En 1 Reyes 8:29, Salomón pide que los ojos de Dios estén abiertos de noche y de día hacia el templo, reflejando la oración de Nehemías 'de día y de noche' y 'ojos abiertos'.
En 2 Crónicas 7:15, Dios promete ojos abiertos y oídos atentos a las oraciones en el templo; Nehemías reclama esa promesa aquí.
En 2 Crónicas 6:37, Salomón describe a los cautivos arrepintiéndose y confesando; la oración de Nehemías es la aplicación directa de ese modelo.
En 2 Crónicas 6:20, Salomón pide que los ojos de Dios estén abiertos día y noche; Nehemías usa el mismo lenguaje para su oración.

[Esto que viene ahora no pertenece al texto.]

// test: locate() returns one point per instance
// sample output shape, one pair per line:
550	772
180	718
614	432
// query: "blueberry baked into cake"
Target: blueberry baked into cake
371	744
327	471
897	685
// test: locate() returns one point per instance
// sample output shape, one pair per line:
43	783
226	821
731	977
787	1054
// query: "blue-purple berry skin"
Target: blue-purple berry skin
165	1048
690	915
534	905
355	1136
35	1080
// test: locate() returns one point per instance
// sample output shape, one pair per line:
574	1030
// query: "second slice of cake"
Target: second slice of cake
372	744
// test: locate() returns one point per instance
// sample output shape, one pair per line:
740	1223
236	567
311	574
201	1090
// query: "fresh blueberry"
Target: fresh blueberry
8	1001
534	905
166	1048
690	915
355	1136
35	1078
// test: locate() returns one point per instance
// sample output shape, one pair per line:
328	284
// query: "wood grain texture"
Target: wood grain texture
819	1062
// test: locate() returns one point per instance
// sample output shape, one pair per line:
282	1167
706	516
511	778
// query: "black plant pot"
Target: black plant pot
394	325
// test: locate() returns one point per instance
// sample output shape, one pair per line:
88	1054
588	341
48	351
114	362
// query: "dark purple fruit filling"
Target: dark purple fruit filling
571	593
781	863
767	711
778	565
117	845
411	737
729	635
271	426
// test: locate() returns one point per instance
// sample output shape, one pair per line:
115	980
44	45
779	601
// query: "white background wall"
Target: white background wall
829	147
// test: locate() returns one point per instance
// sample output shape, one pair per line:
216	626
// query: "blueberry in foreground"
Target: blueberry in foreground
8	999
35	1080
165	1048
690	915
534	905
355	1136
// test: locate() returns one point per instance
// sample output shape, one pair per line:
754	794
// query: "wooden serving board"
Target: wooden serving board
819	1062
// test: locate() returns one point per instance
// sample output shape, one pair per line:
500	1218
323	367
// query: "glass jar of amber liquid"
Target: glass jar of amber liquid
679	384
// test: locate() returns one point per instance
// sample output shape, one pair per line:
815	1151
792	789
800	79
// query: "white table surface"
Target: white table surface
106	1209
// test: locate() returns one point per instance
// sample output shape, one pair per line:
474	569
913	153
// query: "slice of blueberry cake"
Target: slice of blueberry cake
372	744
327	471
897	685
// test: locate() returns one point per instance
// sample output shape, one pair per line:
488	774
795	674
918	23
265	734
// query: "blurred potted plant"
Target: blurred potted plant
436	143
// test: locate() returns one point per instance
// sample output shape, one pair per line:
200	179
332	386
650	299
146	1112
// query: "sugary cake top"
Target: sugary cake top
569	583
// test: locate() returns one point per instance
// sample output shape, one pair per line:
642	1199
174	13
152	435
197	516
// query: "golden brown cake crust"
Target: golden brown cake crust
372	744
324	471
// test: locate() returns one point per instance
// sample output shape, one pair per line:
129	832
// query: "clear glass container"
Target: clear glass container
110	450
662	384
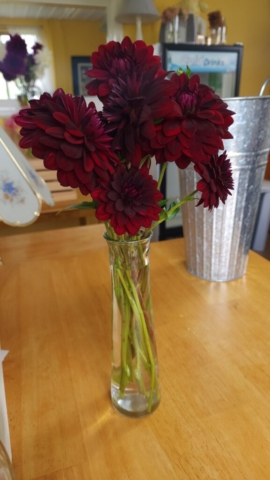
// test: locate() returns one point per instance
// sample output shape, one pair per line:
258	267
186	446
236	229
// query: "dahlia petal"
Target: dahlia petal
61	117
189	127
50	161
63	162
72	151
29	139
182	162
171	128
57	132
50	142
73	140
119	205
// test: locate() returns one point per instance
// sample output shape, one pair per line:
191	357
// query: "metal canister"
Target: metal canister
218	241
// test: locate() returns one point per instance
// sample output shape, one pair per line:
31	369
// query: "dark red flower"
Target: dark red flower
70	138
122	59
38	46
216	181
132	108
197	132
17	46
129	200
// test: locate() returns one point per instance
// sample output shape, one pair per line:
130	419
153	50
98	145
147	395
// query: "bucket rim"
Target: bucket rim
258	97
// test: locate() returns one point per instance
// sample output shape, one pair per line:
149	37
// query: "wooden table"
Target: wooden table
214	355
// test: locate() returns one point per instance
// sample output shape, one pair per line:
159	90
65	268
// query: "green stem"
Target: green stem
148	345
125	374
169	212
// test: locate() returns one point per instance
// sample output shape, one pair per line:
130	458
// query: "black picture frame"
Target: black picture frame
80	65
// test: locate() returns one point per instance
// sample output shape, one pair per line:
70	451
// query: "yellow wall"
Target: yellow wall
72	38
247	23
66	38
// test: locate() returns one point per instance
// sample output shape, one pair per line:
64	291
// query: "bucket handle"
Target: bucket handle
264	86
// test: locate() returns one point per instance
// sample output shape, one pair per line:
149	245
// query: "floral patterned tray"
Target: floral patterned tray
21	188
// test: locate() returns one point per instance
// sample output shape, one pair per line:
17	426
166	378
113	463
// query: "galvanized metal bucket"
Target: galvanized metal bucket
218	242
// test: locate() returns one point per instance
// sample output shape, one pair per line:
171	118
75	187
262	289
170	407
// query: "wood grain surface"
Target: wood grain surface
214	355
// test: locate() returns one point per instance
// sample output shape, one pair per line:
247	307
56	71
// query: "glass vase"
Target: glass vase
6	470
135	387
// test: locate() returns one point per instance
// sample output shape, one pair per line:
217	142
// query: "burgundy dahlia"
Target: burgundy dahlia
197	132
129	200
17	46
69	136
132	108
216	181
122	59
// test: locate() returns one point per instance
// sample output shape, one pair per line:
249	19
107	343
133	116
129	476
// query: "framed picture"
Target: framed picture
80	65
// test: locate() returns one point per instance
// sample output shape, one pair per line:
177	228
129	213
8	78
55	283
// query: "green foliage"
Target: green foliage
81	206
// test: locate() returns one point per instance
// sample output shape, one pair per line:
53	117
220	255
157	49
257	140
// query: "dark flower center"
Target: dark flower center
187	101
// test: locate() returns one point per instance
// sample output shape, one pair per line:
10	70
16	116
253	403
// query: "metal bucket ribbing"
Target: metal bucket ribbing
218	242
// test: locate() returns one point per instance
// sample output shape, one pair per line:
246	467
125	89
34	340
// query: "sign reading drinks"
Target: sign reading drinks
222	62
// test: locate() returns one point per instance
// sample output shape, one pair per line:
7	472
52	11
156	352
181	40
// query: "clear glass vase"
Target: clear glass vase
6	470
135	387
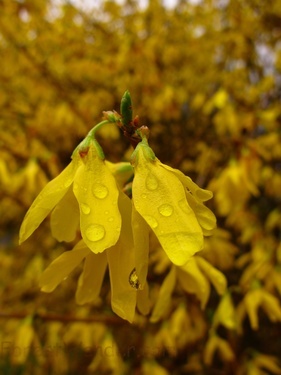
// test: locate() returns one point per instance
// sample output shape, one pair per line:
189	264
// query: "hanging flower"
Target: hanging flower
119	259
88	179
171	204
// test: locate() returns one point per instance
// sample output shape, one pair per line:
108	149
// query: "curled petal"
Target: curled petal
90	280
65	218
121	262
61	267
97	194
141	241
201	194
52	193
164	297
160	199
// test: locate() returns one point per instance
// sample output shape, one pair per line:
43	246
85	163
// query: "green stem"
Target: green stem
93	131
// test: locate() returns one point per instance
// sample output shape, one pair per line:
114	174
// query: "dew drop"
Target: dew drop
95	232
100	191
166	210
151	221
151	182
134	280
85	208
68	182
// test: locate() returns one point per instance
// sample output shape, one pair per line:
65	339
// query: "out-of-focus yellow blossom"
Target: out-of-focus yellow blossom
120	260
267	363
152	367
255	299
90	180
235	185
194	277
107	358
219	249
171	204
23	341
217	344
225	313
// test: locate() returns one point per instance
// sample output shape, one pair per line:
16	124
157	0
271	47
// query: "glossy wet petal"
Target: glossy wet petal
141	242
202	194
65	218
61	267
97	194
52	193
90	280
121	262
164	297
160	199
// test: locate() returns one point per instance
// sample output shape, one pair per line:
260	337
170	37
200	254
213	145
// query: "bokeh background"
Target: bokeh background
205	76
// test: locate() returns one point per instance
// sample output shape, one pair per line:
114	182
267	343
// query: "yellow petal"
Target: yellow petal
121	263
52	193
141	242
143	301
202	194
65	218
164	297
97	194
225	313
160	199
204	215
90	280
61	267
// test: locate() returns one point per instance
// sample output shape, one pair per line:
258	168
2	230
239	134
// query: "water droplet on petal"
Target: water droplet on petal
68	182
85	208
95	232
134	280
166	210
151	182
151	221
100	191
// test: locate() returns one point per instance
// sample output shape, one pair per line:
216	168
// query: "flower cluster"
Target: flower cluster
88	197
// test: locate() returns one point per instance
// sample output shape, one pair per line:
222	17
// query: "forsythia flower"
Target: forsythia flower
89	196
120	260
171	204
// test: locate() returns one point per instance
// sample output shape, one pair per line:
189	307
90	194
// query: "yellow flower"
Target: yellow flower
217	344
171	204
255	299
121	263
194	277
88	179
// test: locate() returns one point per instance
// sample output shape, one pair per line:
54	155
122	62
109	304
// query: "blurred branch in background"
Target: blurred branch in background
205	78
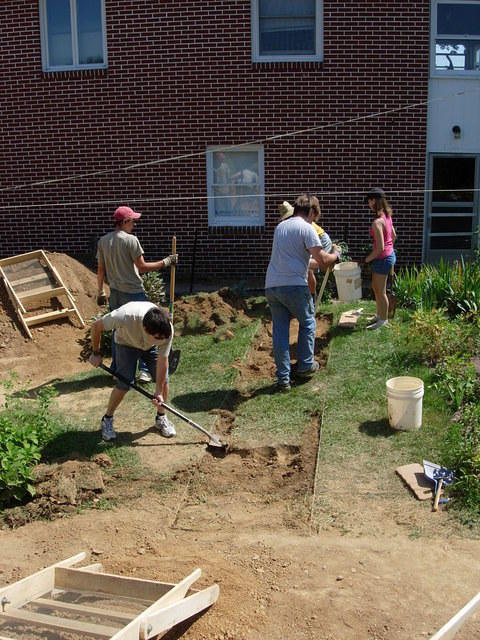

En Daniel 9:5, Daniel usa un lenguaje de confesión casi idéntico: 'hemos pecado, hecho maldad, actuado impíamente, nos hemos rebelado', reflejando la oración de Nehemías.
En 1 Reyes 8:47, Salomón imagina a Israel exiliado confesando 'Hemos pecado'; Nehemías hace exactamente esa confesión aquí.
En 1 Reyes 8:30, Salomón ruega que Dios oiga las oraciones hacia el templo; Nehemías repite esta súplica por oídos atentos y perdón.
Lamentaciones 3:39-42 llama a examinar los caminos y confesar pecados, reflejando la oración de confesión de Nehemías por los pecados de Israel.
Lamentaciones 5:7 lamenta que los padres pecaron y nosotros cargamos con sus iniquidades, conectando con la confesión de Nehemías sobre los pecados de los padres.
En Salmos 102:17, Dios atiende la oración del desvalido; la humilde confesión de Nehemías se alinea con este tema, aunque no se cita directamente.
En Lamentaciones 1:18, el hablante confiesa rebelión contra la palabra de Dios, reconociendo Su justicia en medio del juicio; eco de la confesión de pecado de Nehemías.